The data also gives us the ability to calculate the producer’s share of the overall retail dollar. Figure 4 shows us the producer’s share of the retail dollar over the last 20 years for both beef and pork. Since 2000, the producer’s share of the beef retail dollar has averaged 47%. However, the value of beef and pork has been trending downward over the last several years, dragging the average producer’s share down to 42% over the last three years for beef. Of course, this decline started before COVID-19, but the pandemic has exacerbated this issue, resulting in record lows for producer’s shares of the retail dollars. At 31%, beef producers experienced a record monthly low in June.
While looking at the producer’s share of the retail dollar is a helpful exercise in examining trends and even the impacts of recent events, nuance and context are warranted when citing this variable’s impact. For instance, this is the producer’s share of the retail dollar and does not include consumer expenditures in the “food away from home” channel, such as food purchased in restaurants.

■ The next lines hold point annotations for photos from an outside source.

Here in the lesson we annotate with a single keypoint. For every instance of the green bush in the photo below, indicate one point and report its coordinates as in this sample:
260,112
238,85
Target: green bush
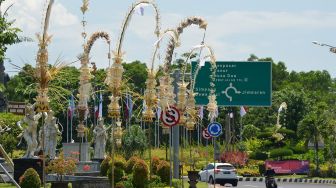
246,172
280,152
258,155
264,135
8,139
140,174
163,170
286,132
249,131
30,179
299,149
155,164
130,164
120,162
119,167
156,182
176,183
312,170
134,140
118,174
104,166
120,185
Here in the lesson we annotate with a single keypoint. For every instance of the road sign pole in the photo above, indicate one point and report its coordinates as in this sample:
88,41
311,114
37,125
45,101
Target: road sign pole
170,159
176,129
214,144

COVID-19 has dramatically impacted producer profitability, packing plant operations and the prices that consumers are paying at the retail level. Part of this impact can be found in the price spreads for beef and pork at each stage of production. COVID-19 has resulted in record price spreads for pork and beef at all three farm-to-consumer processing points: the farm-to-wholesale spread, the wholesale-to-retail spread, and the farm-to-retail spread.
It has also greatly impacted the producer’s share of the final retail dollar, resulting in a record low share for beef producers and a near record low for pork producers. While some parts of the supply chain have largely recovered from the disruptions experienced earlier in 2020, the overall impacts continue to reverberate throughout various stages of production.